The 2013 Inside Higher ED Survey of College and University
Business Officers surveyed 457 chief financial officers at universities and
found less certainty about the sustainable future of higher education. The
numbers aren’t dismal but do move into the realm of raising eyebrows and
thinking of solutions. In particular, a lower percentage of CFO’s believe their
organizations are financially sustainable and a higher percent are taking on
debt to run operations.
-27% strongly agree that they are confident about the
sustainability of their institutions financial model.
-21% believe for-profit education (lower page of report) is sustainable while 51% believe
elite schools are sustainable.
-49% of polled officers have experienced increases in healthcare premiums.
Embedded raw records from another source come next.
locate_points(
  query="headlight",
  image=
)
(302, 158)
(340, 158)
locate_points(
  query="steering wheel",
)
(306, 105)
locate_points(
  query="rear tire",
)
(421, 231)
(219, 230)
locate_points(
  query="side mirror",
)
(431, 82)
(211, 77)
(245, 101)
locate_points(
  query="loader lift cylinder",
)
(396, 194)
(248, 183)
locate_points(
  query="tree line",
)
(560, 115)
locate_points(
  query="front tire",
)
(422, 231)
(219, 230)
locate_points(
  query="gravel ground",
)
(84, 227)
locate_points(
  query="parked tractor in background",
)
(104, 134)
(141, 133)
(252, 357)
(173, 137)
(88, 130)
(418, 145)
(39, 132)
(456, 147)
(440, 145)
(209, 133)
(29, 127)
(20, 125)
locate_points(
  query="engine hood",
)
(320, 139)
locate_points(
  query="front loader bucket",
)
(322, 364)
-92% say that retaining current students is a large part of
their strategy.
-45% believe that technology is or will help them reduce
operating costs.
-59% stated they were well informed about their jobs before
taking them.
-3% believe their institutions should take on more debt and
21% strongly agree that their institutions have taken on more debt to finance
operations.
-Few business officers believe faculty are realistic about
financial challenges.
The vast majority of the colleges polled were traditional
universities. In order to overcome some of these challenges 37% indicated that
they would recruit more international students. The report does not indicate
this, but such colleges are limited by legislation on doing so to any great
extent. However, online colleges can better offer virtual coursework in other
countries through the Internet. There may be some legislative hurdles in these
countries but these are not impossible to overcome. Online universities have greater opportunities to expand their markets overseas and create global
universities of the future.
The report does highlight the growing concern with the
financial sustainability of future traditional education. Executives appear to be nervous about finding new sources of revenue. Some have opted for
fundraising while others have decided that using technology is their best
approach. Yet the numbers are particularly low indicating there is no concise strategy in meeting these challenges. It would appear decision makers are still unsure of what is the best approach.
More frightening is the increasing use of debt to fund
operations. When needed this can be a
successful short-term strategy but when it becomes chronic there is an inherent
problem with cash availability and profitable operations. It is often beneficial
to use this strategy during times of transition and restructuring and not necessarily as an ongoing practice.
Doing so indicates that an established entity is paying interest on monies it should already
have available or does not have enough flexibility at the end of the budget
year to build a cushion for times when revenue is not coming in (i.e. during
semesters). They are paying a premium for operational costs.